Femicide ─ the murder of women because they are women
In the United States, one-third of women murdered each year are killed by intimate partners.
In South Africa, a woman is killed every 6 hours by an intimate partner.
In India, 22 women were killed each day in dowry-related murders in 2007.
In India currently 60 million women are missing and have either been aborted before birth, killed once born, died of neglect because they were girls, or perhaps murdered by their husband’s family for not paying enough dowry at marriage.
In Guatemala, two women are murdered, on average, each day.
In Australia, a woman is killed almost every week by a male partner or ex-partner.
Women and girls comprise 80 percent of the estimated 800,000 people trafficked annually , with the majority (79 percent) trafficked for sexual exploitation. In 2011, 23,000 women were abducted in China.
Approximately 100 to 140 million girls and women in the world have experienced female genital mutilation/cutting, with more than 3 million girls in Africa annually at risk of the practice.
Early marriage is a form of sexual violence which sees over 60 million girls worldwide are child brides, married before the age of 18, primarily in South Asia (31.1 million in South Asia and Sub-Saharan Africa (14.1 million). In Yemen in Sept 2013, a young 8 year old child bride died on her wedding night from sexual-related injuries. According to Human Rights Watch, 14% of girls in Yemen are married before age 15, and 52% are married before age 18.
Sexual violence against women and girls
As many as 1 in 4 women worldwide are physically or sexually assaulted while pregnant.

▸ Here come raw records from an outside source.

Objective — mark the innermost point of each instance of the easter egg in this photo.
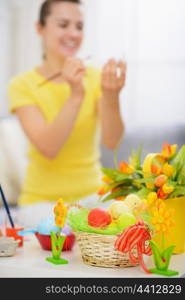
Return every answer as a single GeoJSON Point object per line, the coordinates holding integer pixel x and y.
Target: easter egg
{"type": "Point", "coordinates": [118, 208]}
{"type": "Point", "coordinates": [126, 220]}
{"type": "Point", "coordinates": [132, 201]}
{"type": "Point", "coordinates": [99, 218]}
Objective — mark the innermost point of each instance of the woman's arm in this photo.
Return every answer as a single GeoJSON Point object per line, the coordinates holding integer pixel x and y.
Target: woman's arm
{"type": "Point", "coordinates": [49, 138]}
{"type": "Point", "coordinates": [112, 126]}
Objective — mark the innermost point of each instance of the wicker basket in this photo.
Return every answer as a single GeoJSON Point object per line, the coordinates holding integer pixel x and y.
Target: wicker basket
{"type": "Point", "coordinates": [98, 250]}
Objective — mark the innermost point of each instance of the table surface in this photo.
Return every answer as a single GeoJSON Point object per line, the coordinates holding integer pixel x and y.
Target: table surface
{"type": "Point", "coordinates": [29, 262]}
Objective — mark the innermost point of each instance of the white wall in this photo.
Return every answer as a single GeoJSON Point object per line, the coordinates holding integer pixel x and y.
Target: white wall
{"type": "Point", "coordinates": [149, 33]}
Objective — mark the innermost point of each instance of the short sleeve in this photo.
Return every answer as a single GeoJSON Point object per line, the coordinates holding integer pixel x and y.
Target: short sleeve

An estimated 150 million girls under 18 suffered some form of sexual violence in 2002 alone.
As many as 1 in 4 women experience physical and/or sexual violence during pregnancy which increases the likelihood of having a miscarriage, stillbirth and abortion . Up to 53 percent of women physically abused by their intimate partners are being kicked or punched in the abdomen.
In Sao Paulo, Brazil, a woman is assaulted every 15 seconds.
In Ecuador, adolescent girls reporting sexual violence in school identified teachers as the perpetrator in 37 per cent of cases.
Rape as a method of warfare
Approximately 250,000 to 500,000 women and girls were raped in the 1994 Rwandan genocide.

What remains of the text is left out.